De la Iglesia respondió a pie de alfombra a los periodistas sobre su dimisión ("de agridulce nada, me voy en el mejor momento”) y sobre el tiempo que iba a pasar con la ministra (“me imagino que hablaremos de cine", “hemos tenido tiempos mejores, pero nos llevamos bien”). Sobre las protestas de Anonymous dijo “que tienen todo el derecho y que por favor mantengan el respeto como también lo hacemos". Una pregunta a la que Sinde respondió con vaguedad cuando le inquirió RTVE: "el cine es un esfuerzo colectivo" donde "hay que invertir dinero" y que hay que salvaguardar porque es un "medio de difusión de la cultura muy importante". También tiró balones fuera respecto a De la Iglesia: "en un aniversario como este (...) uno sólo puede estar feliz y agradecido".
Historia de un desencuentro
De la Iglesia no siempre fue el héroe de los internautas en el que se ha convertido tras su discurso y su dimisión. En un principio era favorable a regular las descargas, aunque cambió de opinión después de las conversaciones, primero en Twitter y después en persona, mantenidas con los internautas y con algunos influyentes del sector, que le convencieron de que la norma era una chapuza (más aún con las enmiendas que introdujo el PP para poder sacarla adelante en el Senado).  De la Iglesia llegó a enviarle “in extremis” a Sinde un nuevo borrador de la ley redactado por terceros, un texto que fue ignorado. La ministra reaccionó con frialdad al anuncio de su dimisión, señalando a Icíar Bollaín –vicepresidenta de la academia- como su posible relevo.
Año a año, los Goya han demostrado ser muy importantes para la carrera política de Ángeles González-Sinde, que una vez ocupó el puesto de su partenaire en esta polémica. En 2009 se hacía la foto en la alfombra verde con el hombre al que sustituiría como ministro de Cultura, César Antonio Molina. Ella era la presidenta de la Academia de Cine, y daba un discurso que ya fue de lo más comentado de la gala. "Tenemos que seguir peleando para que las descargas ilegales no nos hagan desaparecer, para que nuestros administradores comprendan que en el negocio de la red no pueden ganar sólo las operadoras de ADSL, mientras quienes proporcionamos los contenidos, perdemos", decía. Cinco días después llegaba su premio y era nombrada ministra, con el encargo de solucionar el problema de las descargas como una de sus principales misiones, un nombramiento que fue interpretado por los internautas como una declaración de intenciones (mínimo) o una provocación (máximo). Como han demostrado después los papeles de Wikileaks, ya entonces era una prioridad del Gobierno Zapatero sacar adelante una ley que respondiera a las presiones norteamericanas y a las de la propia industria.

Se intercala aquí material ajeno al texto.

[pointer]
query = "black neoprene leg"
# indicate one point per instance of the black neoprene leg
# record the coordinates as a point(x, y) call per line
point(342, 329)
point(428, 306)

Al año siguiente, Sinde ya era ministra, y asistía a la entrega desde las butacas. Pero en 2010 las miradas no estaban puesta en ella, ni en el hombre que la había relevado al frente de la Academia, Álex de la Iglesia, que en esa ocasión no citó a internet. Entonces el morbo era ver a Almodóvar reconciliándose con el cine español y a Pé y Bardem sentados juntos. Para Bardem (pitado por cierto a la entrada por Anonymous por su posición sobre la Ley Sinde) también ha sido unos Goyas muy distintos este año. Pero esa ya es otra historia.